### Problem Set 2

Topic Basic Redex Programming

Due Tuesday, January 31, 2017 at 2pm

Purpose The goal of this problem set is to acquire basic competence in designing metafunctions.

Your solution must use the Redex programming language for all problems. The function may escape to the Racket programming language for simple tasks like multiplying two numbers or determining the length of a list.

Problem 1 Wikipedia describes a mobile as follows:
 A mobile is a type of kinetic sculpture constructed to take advantage of the principle of equilibrium. It consists of a number of rods, from which weighted objects or further rods hang. The objects hanging from rods balance each other, so that the rods remain more or less horizontal. Each rod hangs from only one string, which gives it freedom to rotate about the string.

Here is a rigorous, structured description:
 A Mobile is one of: -- a Weight -- a composite of two Mobiles and a Weight A Weight is a natural number (0, 1, 2, ...). Interpretation: The weight in the first clause represents an "atomic" sculpture; it is a number indicating how much that sculpture weighs.  The weight in the second clause represents the weight of the beam connecting the two Mobiles.

Here is a data (language) definition for a mobile:
 (define-language mobile (m w        ; atomic sculpture (weight) (m m w)) ; composite (w number)) ; weight is a number

Define five sample mobiles, with at least three composites.

Design the following functions:
• num-atomics, which counts the number of atomic sculptures in a mobile;

• total-weight, which determines the total weight of a mobile;

• depth, which determines the maximal number of links from the top of a mobile to one of its atomic sculptures;

• replace, which replaces all atomic sculptures with an old weight with atomic sculptures of a new weight in some mobile;

• balanced?, which determines whether or not a mobile is balanced. A mobile is balanced if the weight of the mobile on one end is equal to the weight of the mobile on the other end. The weight of a mobile naturally includes the beams.

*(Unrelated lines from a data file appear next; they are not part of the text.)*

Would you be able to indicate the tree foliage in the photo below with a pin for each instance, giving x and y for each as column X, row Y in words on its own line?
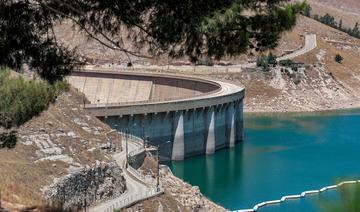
column 338, row 58
column 177, row 28
column 21, row 99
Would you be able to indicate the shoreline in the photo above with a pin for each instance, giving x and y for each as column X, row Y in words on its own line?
column 350, row 105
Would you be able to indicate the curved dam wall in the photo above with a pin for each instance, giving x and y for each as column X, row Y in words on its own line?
column 192, row 117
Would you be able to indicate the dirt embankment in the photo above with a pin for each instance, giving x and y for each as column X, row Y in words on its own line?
column 64, row 139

Problem 2 Here is a data (language) definition for a graph representation, including two sample graphs:
 (define-language Graph (g (graph n ... e ...)) (n (node x)) (e (edge x x)) (x variable-not-otherwise-mentioned)) (define g1 (term (graph (node a) (node b) (node c) (edge b a) (edge b c)))) (define g2 (term (graph (node a) (node b) (edge b a) (edge b c))))
A quick check shows that both g1 and g1 are members of Graph’s language:
 > (redex-match? Graph g g1) #t > (redex-match? Graph g g2) #t
At the same time, g2 contains an edge that clearly mentions the name of a node that does not exist.

Design the function good, which determines whether or not the edges in a Graph g mention only names that also name a node in g.

Problem 3 Develop a Redex language definition for the following toy subset of the Lisp/Scheme/Racket language, presented with a Java-style grammar notation:
 An Expression is one of: -- Variable -- (function Variable Expression) -- (Expression Expression) A Variable is a String.
The token function is the only keyword in the language.

Next, develop a Redex language definition for the following:
 An DBExpression is one of: -- Number -- Variable -- (function Variable DBExpression) -- (DBExpression DBExpression) A Variable is a String.
Again, the token function is the only keyword in this language.

Design db. The function consumes an Expression and produces a DBExpression. For each variable introduced by the first clause in an Expression, db replaces it with the number of function nodes between it and the closest enclosing function node that comes with the same variable. If there is no such node, the variable is left unchanged in the output.

For example, when given
 (function "y" ((function "x" ("x" "y")) ("x" "y")))
db produces
 (function "y" ((function "x" (0 1)) ("x" 0)))

Note This problem is already a true exercise in modeling programming languages.

Deliverable Email a tar.gz bundle to me and Max New at our CCS email addresses. The name of the bundle should combine the last names of the pair in alphabetical order. The tar bundle must contain a single .rkt file—with the same name as the tar ball—and a README.txt file.